Eine offene Gesellschaft lässt sich nicht abriegeln

Gerade deshalb fällt es auch so schwer, die richtige Strategie im Umgang mit diesem Terror zu entwickeln. Natürlich kann der Staat immer neue Sicherheitsmaßnahmen entwickeln, kann seine Sicherheitsbehörden aufrüsten, die Geheimdienstarbeit verstärken und die Bürger zu noch mehr Wachsamkeit aufrufen. Er kann (und muss) auch alles versuchen, den Terror in den Köpfen zu bekämpfen oder besser: erst gar nicht entstehen zu lassen. Und doch wird er sich am Ende eingestehen müssen, dass all dies seinen Bürgern nicht das garantieren wird, was sie sich am sehnlichsten wünschen: Sicherheit. Denn ein Wesenszug der offenen Gesellschaft ist es nun einmal, dass sie sich nicht abriegeln lässt. Ließe sie dies zu, hätte sie ihre Seele verloren – und dabei wohl nicht einmal etwas gewonnen, wie die Anschläge in autokratisch regierten Staaten wie der Türkei oder Russland zeigen. Denn irgendwo auf dieser friedlosen Welt wird es immer jemanden geben, der entschlossen genug und menschenverachtend genug ist, um den Terror dorthin zu tragen, wo er sich den größten Schrecken für die Menschen und den größten Nutzen für seine Ideologie verspricht.

Unsere Grundüberzeugung von Menschlichkeit ist betroffen

Es ist ein unsagbarer Schmerz, den Tod jetzt mitten in Berlin miterleben und aushalten zu müssen. Doch es bleibt allen, die in dieser offenen Gesellschaft mit ihren über viele Jahrzehnte erkämpften Werte und Traditionen leben wollen, wenig anderes übrig, als diesem Terror und diesem Schmerz eine unbeugsame Haltung entgegen zu setzen. Es sind Menschen mitten unter uns getroffen worden, es ist aber auch unsere Grundüberzeugung von Menschlichkeit getroffen worden.

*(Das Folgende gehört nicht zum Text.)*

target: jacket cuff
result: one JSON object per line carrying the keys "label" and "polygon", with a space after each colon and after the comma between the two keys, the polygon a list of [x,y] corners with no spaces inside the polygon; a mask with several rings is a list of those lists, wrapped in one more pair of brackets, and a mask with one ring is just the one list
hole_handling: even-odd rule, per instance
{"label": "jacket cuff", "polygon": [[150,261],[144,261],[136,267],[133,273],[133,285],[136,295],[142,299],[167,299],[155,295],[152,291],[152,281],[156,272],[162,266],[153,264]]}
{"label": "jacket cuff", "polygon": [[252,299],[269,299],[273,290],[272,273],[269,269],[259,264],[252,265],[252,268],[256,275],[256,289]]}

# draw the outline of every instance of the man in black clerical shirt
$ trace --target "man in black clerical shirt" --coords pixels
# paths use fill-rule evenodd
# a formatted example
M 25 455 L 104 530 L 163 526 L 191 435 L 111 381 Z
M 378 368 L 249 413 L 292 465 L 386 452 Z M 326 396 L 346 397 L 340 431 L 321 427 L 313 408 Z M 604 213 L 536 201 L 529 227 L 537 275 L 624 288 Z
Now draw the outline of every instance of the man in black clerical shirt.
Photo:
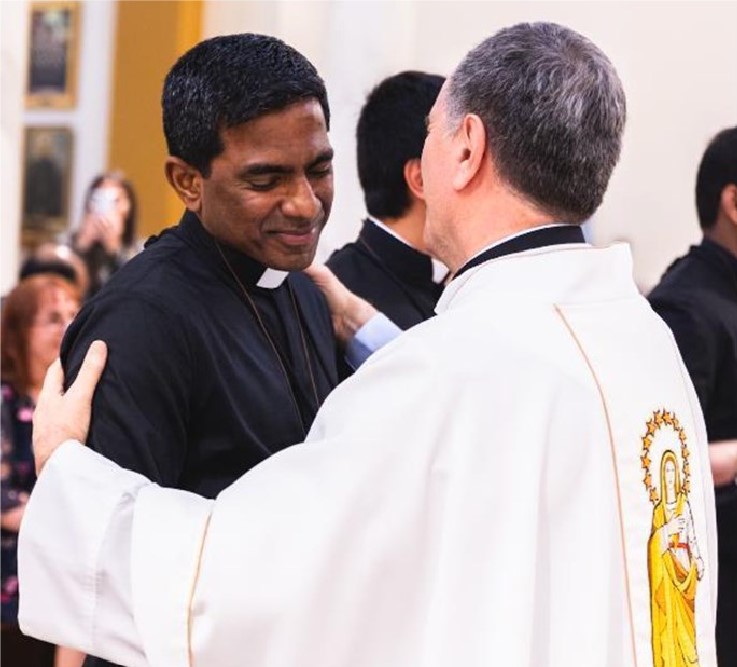
M 327 265 L 402 329 L 435 313 L 448 270 L 425 251 L 420 157 L 444 78 L 407 71 L 369 94 L 356 128 L 358 178 L 369 217 Z
M 338 379 L 330 312 L 299 273 L 333 199 L 330 111 L 307 59 L 252 34 L 184 54 L 162 107 L 186 213 L 83 308 L 62 361 L 70 383 L 105 340 L 88 444 L 213 498 L 302 442 Z
M 737 127 L 711 141 L 696 177 L 703 241 L 650 293 L 704 411 L 719 533 L 717 657 L 737 665 Z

Das wird diese Gesellschaft erschüttern, aber sie ist zweifellos auch stark genug, um darauf die richtige Antwort zu geben: Die Werte, für die wir stehen, können durch terroristische Akte getroffen werden – aber sie können nicht zerstört werden. Wäre es anders, hätte der Terror gesiegt. Das sind die Gedanken, die uns umtreiben müssen, sobald die Trauer über die Toten von Berlin den Platz dafür frei gibt.